5. Il résulte de ce qui précède que le ministre de l'action et des comptes publics n'est pas fondé à se plaindre de ce que, par l'article 2 du jugement attaqué, le tribunal administratif de Nantes a prononcé la décharge des majorations pour manquement délibéré correspondant aux cotisations supplémentaires de taxe professionnelle dues au titre des années 2007 à 2009 restant en litige.
Sur les frais liés au litige :
6. Il n'y a pas lieu, dans les circonstances de l'espèce, de faire droit aux conclusions présentées par la SNC LNUF Laval sur le fondement de l'article L. 761-1 du code de justice administrative.
DECIDE :
Article 1er : Le recours du ministre de l'action et des comptes publics et les conclusions de la SNC LNUF Laval au titre de l'article L. 761-1 du code de justice administrative sont rejetés.
Article 2 : Le présent arrêt sera notifié au ministre de l'action et des comptes publics et à la société en nom collectif Lactalis Nestlé Ultra Frais Laval.

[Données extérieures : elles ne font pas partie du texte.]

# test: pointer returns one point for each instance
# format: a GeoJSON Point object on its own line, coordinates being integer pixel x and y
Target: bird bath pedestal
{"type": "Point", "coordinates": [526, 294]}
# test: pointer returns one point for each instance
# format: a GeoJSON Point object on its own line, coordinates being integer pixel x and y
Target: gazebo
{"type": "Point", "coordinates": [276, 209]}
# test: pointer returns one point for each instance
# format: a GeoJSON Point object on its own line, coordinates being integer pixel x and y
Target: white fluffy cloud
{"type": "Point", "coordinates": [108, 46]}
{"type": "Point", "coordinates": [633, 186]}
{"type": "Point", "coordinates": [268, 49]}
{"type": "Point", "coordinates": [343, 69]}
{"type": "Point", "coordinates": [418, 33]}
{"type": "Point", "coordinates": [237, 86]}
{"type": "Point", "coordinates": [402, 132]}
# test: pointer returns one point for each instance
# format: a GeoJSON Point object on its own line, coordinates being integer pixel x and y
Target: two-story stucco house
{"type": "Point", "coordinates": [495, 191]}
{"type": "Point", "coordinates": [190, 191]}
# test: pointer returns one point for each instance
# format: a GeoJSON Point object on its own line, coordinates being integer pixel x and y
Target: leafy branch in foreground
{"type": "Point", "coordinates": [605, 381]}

Délibéré après l'audience du 13 septembre 2018, à laquelle siégeaient :
- M. Bataille, président de chambre,
- M. Geffray, président-assesseur,
- Mme Malingue, premier conseiller.
Lu en audience publique, le 4 octobre 2018.
Le rapporteur,
F. MalingueLe président,
F. Bataille
Le greffier,
A. Rivoal
La République mande et ordonne au ministre de l'action et des comptes publics en ce qui le concerne, et à tous huissiers de justice à ce requis en ce qui concerne les voies de droit commun contre les parties privées, de pourvoir à l'exécution de la présente décision.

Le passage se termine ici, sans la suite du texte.